見直し方としては、売上高を「100」としたときに、何かの比率を上げたいのであれば、何かの比率を下げなければいけない、ということを覚えておいてください。
どの比率をどれくらい上げ下げしたらすればいいのかは、その会社の戦略や資本力、世情などさまざまな要因がありますので、一概には言えないところが難しいところでしょう。
しかし、売上が大きく見込めるからといって、固定費を高くするのはリスクが大きいですので避けたほうが無難です。
8.[利益計画作成ステップ8]番外編
ここからは、利益計画を作るにあっての番外編です。
上記7までの収支計画書の作成がきっちり作り込まれていることが1番大切です。
8-1.売上根拠を考えるときには、見知らぬ人より見知った人から考える
売上根拠を考えるときには、まずは見知らぬ人より見知った人からどれだけ売上があげられるかを考えましょう。
・地上戦営業…人脈・ネットワークなど、見知った人への営業
・空中戦営業…WEB・チラシなど知らない人への営業
社長1人、もしくは小規模で起業する場合は、知らない人をターゲットとする空中戦はリスクが高いと言えます。
なぜなら、空中戦は地上戦に比べてコストが高く、売上見込みが立たないからです。
もちろん地上戦と空中戦を同時進行で進めるのは問題ありませんが、初めから空中戦のみで売上見込みを立てるのは非常に危険と言えます。
成功している経営者は、自分の人脈をとても大切にしていて、まずはそこからの売上に注力しているものです。
まず最初は、より確実に実績を出せる地上戦営業に力を入れましょう。
8-2.ビジネスモデルは「アッパーニッチ」を狙い、「薄利多売」はできるだけ避ける
ビジネスモデルを考える時は「アッパーニッチ」を狙い、「薄利多売」はできるだけ避けるのが成功のコツです。
・アッパーニッチ…高級、高付加価値のスモールマーケットのこと。反対用語に「ロアマス」があり、低価格帯のBIGマーケットのことを指します。
・薄利多売(はくりたばい)…一つの商品の利益を少なくして大量に売り、全体として利益が上がるようにすること。
薄利多売は、資本力のある大手企業がとるべき商法であり、資本力のない小規模企業が行うと、すぐに資金繰りに困ることが予想されます。
しかし、高級、高付加価値のスモールマーケットは、購買者も少ないため、マーケティング方法に工夫が必要です。
8-3.継続的に利益を出し続けられるビジネスモデルを考える
ビジネスモデルを考える時には、「継続的に利益を出し続けられるかどうか」を考える必要があります。
モデルを考えるにあたって、まず大切なのは「粗利益」です。
経営者によくありがちなのが「売上さえ上がっていればなんとかなるだろう」という考え方です。

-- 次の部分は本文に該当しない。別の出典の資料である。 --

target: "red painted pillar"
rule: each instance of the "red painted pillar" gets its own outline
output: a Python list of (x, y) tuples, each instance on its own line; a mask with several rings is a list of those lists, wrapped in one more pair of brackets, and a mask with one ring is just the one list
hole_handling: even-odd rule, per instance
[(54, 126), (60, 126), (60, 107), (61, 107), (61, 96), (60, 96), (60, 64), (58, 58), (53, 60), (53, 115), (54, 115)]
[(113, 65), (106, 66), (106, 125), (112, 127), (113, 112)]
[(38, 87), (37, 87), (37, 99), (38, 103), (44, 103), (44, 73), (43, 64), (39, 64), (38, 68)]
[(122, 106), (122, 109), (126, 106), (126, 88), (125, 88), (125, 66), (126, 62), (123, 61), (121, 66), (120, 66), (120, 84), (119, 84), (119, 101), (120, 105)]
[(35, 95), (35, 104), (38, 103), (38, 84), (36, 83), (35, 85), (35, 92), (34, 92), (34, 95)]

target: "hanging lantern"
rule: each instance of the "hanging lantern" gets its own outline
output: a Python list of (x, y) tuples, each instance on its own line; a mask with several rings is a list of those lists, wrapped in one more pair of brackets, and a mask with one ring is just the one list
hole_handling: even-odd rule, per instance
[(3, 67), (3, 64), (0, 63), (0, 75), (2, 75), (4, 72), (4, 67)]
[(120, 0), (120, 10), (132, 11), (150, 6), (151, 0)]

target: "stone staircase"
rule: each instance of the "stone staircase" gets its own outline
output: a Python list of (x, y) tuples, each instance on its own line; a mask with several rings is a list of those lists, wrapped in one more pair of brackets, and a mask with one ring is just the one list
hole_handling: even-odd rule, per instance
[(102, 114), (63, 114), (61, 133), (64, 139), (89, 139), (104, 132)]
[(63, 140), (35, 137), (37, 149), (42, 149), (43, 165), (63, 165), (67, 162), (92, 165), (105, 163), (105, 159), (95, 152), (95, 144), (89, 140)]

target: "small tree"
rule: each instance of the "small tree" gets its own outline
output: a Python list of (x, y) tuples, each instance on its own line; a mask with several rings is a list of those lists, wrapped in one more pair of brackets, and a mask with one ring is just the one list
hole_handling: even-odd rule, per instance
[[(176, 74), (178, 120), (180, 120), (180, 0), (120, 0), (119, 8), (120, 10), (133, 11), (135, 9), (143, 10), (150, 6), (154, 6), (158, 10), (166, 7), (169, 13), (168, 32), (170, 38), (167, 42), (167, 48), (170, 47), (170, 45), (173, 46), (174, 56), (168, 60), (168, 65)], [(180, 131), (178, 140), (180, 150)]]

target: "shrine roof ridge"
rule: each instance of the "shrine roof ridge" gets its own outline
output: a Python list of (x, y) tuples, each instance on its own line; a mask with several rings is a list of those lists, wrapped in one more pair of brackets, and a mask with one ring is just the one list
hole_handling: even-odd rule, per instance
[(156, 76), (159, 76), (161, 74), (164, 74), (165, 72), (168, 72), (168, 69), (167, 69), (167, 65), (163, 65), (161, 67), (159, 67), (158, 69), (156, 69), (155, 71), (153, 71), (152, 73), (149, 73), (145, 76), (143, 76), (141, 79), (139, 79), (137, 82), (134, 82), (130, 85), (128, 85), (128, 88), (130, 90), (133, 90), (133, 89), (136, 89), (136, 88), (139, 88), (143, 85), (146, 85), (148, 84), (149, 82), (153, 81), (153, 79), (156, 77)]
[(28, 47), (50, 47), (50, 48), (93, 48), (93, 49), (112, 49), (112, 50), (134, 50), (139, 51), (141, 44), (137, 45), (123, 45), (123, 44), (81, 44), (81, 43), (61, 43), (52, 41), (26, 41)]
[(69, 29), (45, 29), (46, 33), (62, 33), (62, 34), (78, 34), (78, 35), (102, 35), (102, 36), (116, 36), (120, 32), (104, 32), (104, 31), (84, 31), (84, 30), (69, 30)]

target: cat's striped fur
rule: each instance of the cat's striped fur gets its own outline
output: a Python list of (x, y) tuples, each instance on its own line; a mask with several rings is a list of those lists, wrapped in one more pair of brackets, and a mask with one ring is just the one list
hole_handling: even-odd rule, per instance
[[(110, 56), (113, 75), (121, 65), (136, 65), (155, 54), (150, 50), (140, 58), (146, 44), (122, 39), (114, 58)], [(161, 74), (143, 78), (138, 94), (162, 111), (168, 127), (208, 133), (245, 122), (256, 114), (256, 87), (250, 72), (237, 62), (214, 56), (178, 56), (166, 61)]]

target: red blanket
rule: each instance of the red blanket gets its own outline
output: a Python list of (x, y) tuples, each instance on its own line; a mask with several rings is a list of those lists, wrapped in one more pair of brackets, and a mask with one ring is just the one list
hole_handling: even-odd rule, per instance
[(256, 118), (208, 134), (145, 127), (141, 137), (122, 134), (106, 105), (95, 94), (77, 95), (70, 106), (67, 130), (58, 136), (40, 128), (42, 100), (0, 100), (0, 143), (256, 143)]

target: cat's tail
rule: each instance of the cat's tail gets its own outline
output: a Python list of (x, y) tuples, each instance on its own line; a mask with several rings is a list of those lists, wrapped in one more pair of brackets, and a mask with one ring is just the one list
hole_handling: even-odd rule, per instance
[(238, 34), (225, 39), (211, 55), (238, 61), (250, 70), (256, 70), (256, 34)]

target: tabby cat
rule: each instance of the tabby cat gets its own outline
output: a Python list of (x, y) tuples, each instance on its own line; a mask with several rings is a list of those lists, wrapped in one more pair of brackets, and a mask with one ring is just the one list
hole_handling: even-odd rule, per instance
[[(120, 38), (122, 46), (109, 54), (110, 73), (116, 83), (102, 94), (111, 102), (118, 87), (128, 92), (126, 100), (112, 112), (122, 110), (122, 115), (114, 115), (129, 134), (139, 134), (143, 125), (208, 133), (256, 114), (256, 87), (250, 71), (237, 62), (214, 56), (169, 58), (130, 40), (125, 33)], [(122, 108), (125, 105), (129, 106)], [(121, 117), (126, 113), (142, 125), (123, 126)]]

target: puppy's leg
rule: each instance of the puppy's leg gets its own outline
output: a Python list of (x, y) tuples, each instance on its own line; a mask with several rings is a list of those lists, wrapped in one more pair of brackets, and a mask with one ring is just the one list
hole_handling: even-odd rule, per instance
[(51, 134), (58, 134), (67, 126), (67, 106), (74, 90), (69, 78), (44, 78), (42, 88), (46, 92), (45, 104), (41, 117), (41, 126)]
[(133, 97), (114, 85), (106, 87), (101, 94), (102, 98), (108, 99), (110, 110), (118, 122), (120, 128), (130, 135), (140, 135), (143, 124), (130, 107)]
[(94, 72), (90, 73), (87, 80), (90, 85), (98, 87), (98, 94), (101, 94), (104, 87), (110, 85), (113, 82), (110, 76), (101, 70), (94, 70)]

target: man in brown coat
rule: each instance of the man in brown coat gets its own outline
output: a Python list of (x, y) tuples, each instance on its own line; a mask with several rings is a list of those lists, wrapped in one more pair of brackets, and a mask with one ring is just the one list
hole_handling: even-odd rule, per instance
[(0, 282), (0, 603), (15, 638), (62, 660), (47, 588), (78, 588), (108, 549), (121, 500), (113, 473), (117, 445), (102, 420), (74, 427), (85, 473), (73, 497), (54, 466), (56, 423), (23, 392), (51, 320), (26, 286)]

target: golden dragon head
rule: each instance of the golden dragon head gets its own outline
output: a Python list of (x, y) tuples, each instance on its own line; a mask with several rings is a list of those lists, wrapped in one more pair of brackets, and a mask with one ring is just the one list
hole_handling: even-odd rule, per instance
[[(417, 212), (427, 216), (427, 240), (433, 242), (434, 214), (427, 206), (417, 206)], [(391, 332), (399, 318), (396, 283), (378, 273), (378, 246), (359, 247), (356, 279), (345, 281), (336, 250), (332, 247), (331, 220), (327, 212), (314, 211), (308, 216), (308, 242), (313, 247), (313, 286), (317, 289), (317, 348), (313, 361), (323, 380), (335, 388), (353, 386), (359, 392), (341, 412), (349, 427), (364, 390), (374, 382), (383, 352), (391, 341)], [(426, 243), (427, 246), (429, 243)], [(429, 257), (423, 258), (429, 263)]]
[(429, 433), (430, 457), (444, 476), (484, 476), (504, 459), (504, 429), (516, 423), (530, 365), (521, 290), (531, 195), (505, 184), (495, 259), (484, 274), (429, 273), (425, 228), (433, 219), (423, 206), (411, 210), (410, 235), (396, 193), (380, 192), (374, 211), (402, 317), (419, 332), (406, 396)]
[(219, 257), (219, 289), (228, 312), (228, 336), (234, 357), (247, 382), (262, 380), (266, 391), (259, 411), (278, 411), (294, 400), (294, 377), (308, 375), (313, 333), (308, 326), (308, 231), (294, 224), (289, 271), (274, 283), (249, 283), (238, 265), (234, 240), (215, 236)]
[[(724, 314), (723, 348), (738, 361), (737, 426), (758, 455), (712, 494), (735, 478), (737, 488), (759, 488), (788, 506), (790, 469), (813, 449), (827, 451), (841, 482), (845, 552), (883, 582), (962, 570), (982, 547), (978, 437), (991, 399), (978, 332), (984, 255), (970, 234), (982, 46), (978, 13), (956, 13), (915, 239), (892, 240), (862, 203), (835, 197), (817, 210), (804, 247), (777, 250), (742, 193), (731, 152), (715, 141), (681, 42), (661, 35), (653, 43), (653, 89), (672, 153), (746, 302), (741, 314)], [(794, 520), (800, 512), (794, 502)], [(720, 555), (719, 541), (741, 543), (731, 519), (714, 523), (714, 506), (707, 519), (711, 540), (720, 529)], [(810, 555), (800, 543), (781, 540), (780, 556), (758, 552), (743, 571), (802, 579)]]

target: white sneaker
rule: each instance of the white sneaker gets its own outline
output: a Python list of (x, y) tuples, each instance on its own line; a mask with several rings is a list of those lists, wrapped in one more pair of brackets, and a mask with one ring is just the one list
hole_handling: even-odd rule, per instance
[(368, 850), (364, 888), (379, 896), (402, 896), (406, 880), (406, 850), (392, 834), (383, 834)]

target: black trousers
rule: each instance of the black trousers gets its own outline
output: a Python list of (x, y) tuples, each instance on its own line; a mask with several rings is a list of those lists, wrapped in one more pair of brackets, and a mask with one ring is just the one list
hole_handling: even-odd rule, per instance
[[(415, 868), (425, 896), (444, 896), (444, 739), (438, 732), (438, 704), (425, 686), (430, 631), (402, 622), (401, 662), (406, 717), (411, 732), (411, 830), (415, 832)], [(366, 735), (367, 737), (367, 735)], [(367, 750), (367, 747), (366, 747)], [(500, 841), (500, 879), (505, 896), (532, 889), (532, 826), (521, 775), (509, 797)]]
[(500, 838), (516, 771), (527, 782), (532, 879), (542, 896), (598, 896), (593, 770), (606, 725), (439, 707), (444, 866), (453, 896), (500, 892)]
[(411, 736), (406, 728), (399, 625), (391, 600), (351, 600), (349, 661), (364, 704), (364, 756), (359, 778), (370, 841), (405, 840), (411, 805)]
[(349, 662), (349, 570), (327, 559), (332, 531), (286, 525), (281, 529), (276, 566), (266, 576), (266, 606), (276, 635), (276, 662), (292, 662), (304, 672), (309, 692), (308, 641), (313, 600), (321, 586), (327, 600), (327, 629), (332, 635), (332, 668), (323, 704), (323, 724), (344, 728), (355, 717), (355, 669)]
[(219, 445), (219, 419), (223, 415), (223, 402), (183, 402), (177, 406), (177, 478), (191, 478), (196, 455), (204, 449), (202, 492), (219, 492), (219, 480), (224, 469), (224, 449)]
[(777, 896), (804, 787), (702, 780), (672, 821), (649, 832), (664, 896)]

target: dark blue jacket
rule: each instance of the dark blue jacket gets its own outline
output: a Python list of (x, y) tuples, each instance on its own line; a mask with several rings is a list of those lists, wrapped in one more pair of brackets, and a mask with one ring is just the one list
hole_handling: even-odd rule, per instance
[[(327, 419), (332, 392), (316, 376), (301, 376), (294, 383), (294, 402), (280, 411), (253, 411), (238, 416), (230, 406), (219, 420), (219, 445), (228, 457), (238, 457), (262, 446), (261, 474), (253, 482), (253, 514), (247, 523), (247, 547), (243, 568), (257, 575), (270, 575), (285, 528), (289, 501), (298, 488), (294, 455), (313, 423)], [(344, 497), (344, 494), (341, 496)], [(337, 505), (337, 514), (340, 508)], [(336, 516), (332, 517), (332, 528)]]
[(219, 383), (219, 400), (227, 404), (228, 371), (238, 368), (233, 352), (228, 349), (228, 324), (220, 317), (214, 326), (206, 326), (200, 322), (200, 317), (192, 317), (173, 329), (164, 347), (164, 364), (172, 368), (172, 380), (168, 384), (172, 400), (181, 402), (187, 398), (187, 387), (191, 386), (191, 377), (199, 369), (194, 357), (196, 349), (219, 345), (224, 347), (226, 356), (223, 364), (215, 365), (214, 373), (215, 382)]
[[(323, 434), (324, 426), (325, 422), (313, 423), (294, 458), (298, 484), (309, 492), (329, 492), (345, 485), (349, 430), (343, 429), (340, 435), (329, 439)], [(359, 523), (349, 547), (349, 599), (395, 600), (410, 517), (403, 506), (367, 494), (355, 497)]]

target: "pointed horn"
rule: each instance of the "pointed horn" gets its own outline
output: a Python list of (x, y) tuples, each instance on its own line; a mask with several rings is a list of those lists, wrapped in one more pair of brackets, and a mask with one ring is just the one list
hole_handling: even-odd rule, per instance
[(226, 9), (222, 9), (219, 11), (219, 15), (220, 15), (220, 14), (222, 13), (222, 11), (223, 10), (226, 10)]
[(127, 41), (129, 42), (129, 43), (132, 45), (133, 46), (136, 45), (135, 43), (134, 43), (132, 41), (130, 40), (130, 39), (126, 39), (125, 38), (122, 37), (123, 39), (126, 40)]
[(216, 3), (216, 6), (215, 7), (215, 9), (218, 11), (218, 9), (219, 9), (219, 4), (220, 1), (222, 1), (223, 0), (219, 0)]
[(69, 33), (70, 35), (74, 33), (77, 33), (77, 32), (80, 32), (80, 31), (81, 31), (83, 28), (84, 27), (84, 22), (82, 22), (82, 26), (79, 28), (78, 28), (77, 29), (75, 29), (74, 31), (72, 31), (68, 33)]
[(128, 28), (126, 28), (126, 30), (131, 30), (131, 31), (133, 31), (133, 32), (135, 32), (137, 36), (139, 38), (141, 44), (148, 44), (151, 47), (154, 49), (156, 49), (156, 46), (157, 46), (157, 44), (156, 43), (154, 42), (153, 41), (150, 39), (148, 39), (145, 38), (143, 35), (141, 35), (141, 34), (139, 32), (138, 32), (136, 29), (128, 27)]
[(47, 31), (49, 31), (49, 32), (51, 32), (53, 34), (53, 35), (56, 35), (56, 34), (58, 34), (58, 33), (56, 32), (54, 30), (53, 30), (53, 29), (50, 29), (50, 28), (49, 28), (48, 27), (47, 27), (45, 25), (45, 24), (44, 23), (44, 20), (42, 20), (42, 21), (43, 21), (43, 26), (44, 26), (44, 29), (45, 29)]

しかし本当に経営者が考えるべきは、売上よりも「毎月の粗利益がどの程度残るか」を常に意識することです。
具体的には、先ほどお話しした黒字企業の粗利益率をクリアできることが目標です。
なぜ粗利益が大事なのかというと、粗利益からすべての経費支払いが行われるからです。
つまり、粗利益の金額以上に経費を使わなければ毎月少しずつでもお金は会社に残ります。
逆に粗利益が少ないビジネスモデルは、それだけ資金繰りリスクが高いのです。
ビジネスモデルを考えるときには、粗利益が残りやすい、変動費(仕入れ)支払いのできるだけ少ないビジネスモデルを考えるのが良いでしょう。
単発ではなく、継続的に利益を出し続けられるビジネスモデルであることはとても重要な要素です。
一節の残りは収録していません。